Predigt zu Matthäus 22,1-13 von Heiner Braunschweiger
22,1

Predigt zu Matthäus 22,1-13 von Heiner Braunschweiger

Matthäus 22,1-13
  Und Jesus fing an und redete abermals in Gleichnissen zu ihnen und sprach:
  Das Himmelreich gleicht einem König, der seinem Sohn die Hochzeit ausrichtete.
  Und er sandte seine Knechte aus, die Gäste zur Hochzeit zu laden; doch sie wollten nicht kommen.
  Abermals sandte er andere Knechte aus und sprach:  Sagt den Gästen: Siehe, meine Mahlzeit habe ich bereitet, meine Ochsen und mein Mastvieh ist geschlachtet, und alles ist bereit; kommt zur Hochzeit!
  Aber sie verachteten das und gingen weg, einer auf seinen Acker, der andere an sein Geschäft.
  Einige aber ergriffen seine Knechte, verhöhnten und töteten sie.
  Da wurde der König zornig und schickte seine Heere aus und brachte diese Mörder um und zündete ihre Stadt an.
  Dann sprach er zu seinen Knechten: Die Hochzeit ist zwar bereit, aber die Gäste sind’s nicht wert.
  Darum geht hinaus auf die Straßen und ladet zur Hochzeit ein, wen ihr findet.

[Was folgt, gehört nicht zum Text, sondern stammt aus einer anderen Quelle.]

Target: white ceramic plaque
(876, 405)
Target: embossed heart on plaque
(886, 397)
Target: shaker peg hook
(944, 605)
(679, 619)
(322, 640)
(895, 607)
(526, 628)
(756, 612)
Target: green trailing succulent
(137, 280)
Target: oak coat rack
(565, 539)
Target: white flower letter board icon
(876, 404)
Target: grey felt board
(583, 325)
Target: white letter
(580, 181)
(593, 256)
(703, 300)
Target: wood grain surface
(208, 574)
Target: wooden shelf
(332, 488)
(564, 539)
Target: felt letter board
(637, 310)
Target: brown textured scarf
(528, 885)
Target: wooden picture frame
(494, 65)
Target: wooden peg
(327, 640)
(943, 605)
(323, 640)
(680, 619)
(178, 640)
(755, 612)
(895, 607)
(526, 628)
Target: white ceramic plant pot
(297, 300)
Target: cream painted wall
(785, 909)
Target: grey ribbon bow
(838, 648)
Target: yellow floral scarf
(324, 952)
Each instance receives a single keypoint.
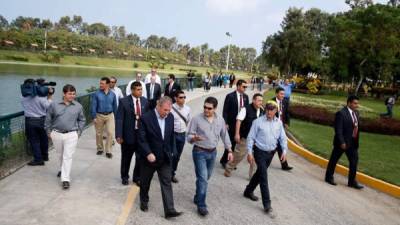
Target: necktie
(355, 125)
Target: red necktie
(355, 125)
(138, 112)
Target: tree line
(353, 46)
(74, 36)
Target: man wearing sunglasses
(204, 132)
(182, 118)
(265, 133)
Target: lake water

  Und die Knechte gingen auf die Straßen hinaus und brachten zusammen, wen sie fanden, Böse und Gute; und die Tische wurden alle voll.
  Da ging der König hinein, sich die Gäste anzusehen, und sah da einen Menschen, der hatte kein hochzeitliches Gewand an, und sprach zu ihm: Freund, wie bist du hier hereingekommen und hast doch kein hochzeitliches Gewand an? Er aber verstummte.
  Da sprach der König zu seinen Dienern: Bindet ihm die Hände und Füße und werft ihn in die Finsternis hinaus! Da wird Heulen und Zähneklappern sein.
  Liebe Gemeinde!
  Wir sind mit einer Geschichte dann einverstanden und zufrieden, wenn sie einen glücklichen Ausgang nimmt. Happy end oder wie  der Volksmund sagt: Ende gut, alles gut.
  Daran ist schon etwas Wahres. Alles strebt ja einem Ende zu. Und wenn dieses Ende nur finstre Nacht, nur Heulen und Zähneklappern ist, dann ist das ein böses Ende, und wir fragen erschrocken, ob dann nicht die ganze Geschichte sinnlos sei, ob es nicht besser wäre, diese ganze Geschichte hätte niemals begonnen.
Es ist gut, wenn wir angesichts der Geschichte, die Jesus erzählt, erschrecken und ins Fragen kommen. Denn er erzählt ja unsere Geschichte, die wir in ihrer Tiefe gar nicht kennen, weil wir uns selber nicht kennen. Und darum wissen wir auch nicht, wie sie endet.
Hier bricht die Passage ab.